Kurang optimalnya DPR ditengarai karena sejak dari perekrutan calon anggota legislatif oleh partai politik kurang memperhatikan tingkat pendidikan, pengalaman, dan kapabilitasnya sebagai calon wakil rakyat. Akibatnya, kemampuan anggota legislatif dalam memahami substansi UU tidak optimal. Selain kurang serius, faktor kelambanan juga menjadi salah satu indikasi yang melatari minimnya realisasi Prolegnas DPR. Mayoritas responden menilai, lambannya DPR menyelesaikan tugas-tugas legislasi juga karena mereka cenderung mengulur-ulur waktu atau terkesan bertele-tele. Kinerja legislasi DPR diperparah tradisi DPR memperpanjang proses pembahasan RUU yang melebihi tenggat waktu tiga kali masa sidang.
Pembahasan akan semakin lama jika ada perdebatan sengit, bahkan berakhir deadlock atau buntu, sehingga jadwal penyelesaian UU meleset dari waktu yang direncanakan. Tarik-menarik kepentingan dalam proses legislasi terlihat sangat kental.
Motif DPR dalam mengusulkan sebuah RUU juga menjadi penyebab tidak tercapainya target Prolegnas. Mayoritas responden menyatakan, usulan RUU dari DPR selalu diwarnai oleh kepentingan partai ketimbang kepentingan rakyat. Salah satunya, revisi UU No 17/2014 tentang MD3. DPR pun sibuk mempermasalahkan Peraturan Komisi Pemilihan Umum (PKPU) No 20/2018 yang memuat larangan mantan narapidana korupsi, kekerasan seksual pada anak, dan bandar narkoba menjadi calon anggota legislatif.
Rangkaian jajak pendapat Litbang Kompas merekam citra DPR periode 2014-2019 masih rendah meski cenderung meningkat. Pengakuan citra baik DPR pada November 2015 berada pada kisaran 17,7 persen. Pada akhir Juli 2017, citra baik naik menjadi 27,1 persen. Agustus 2018, citra baik meningkat sedikit menjadi 35,7 persen.
Fokus terbelah
Sebagian besar publik menilai anggota DPR periode 2014-2019 sudah tidak fokus lagi menjalankan tugasnya sebagai wakil rakyat menjelang Pemilu 2019. Keinginan menjabat kembali pada periode selanjutnya membuat fokus mereka terbelah.

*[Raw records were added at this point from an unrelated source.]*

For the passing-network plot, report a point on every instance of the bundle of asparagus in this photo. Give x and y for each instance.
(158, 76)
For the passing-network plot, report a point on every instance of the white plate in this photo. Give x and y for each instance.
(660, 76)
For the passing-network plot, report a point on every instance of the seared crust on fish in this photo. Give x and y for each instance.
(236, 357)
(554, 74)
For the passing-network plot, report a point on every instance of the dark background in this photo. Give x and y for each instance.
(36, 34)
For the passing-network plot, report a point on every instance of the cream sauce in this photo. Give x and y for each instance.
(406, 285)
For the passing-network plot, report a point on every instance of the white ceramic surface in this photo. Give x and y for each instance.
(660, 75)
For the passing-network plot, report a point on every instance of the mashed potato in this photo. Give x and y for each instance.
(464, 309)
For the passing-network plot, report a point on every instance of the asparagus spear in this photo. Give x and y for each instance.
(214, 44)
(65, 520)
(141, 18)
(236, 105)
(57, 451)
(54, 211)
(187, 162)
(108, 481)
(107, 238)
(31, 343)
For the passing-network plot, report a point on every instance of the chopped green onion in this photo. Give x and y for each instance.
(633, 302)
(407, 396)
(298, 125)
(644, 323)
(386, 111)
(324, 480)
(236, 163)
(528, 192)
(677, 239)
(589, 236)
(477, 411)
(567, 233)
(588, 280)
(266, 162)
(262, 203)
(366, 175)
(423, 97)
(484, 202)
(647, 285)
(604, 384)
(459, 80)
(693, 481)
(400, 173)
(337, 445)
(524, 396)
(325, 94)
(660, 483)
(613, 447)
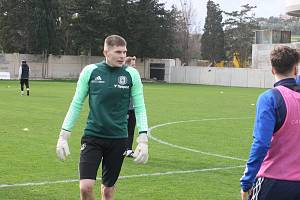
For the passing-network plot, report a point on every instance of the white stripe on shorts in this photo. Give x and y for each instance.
(257, 188)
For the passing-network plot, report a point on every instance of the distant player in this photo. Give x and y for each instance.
(24, 77)
(130, 61)
(274, 161)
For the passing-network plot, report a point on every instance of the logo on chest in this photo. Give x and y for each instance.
(98, 79)
(122, 81)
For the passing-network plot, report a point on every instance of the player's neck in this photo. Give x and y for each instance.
(279, 77)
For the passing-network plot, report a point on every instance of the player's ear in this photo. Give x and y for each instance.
(273, 71)
(105, 53)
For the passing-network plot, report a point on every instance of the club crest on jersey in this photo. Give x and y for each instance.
(122, 80)
(82, 146)
(98, 79)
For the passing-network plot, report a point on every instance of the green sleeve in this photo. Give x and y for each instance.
(79, 97)
(138, 100)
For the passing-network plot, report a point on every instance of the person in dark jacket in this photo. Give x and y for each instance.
(272, 171)
(24, 77)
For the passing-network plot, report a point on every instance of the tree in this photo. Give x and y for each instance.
(212, 41)
(239, 33)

Setidaknya 511 dari 560 anggota DPR periode 2014-2019 akan kembali mencalonkan diri pada Pemilu Legislatif 2019. Mereka mulai siap bertarung untuk mempertahankan posisinya sebagai wakil rakyat. Selain semakin sering bertemu dengan calon pemilih, mereka juga mulai memikirkan urusan logistik untuk memenangi pertarungan pada 2019. Orientasi anggota DPR saat ini terbelah antara mempertahankan jabatan pada periode 2019-2024 dan melanjutkan pekerjaan yang masih menumpuk pada periode 2014-2019.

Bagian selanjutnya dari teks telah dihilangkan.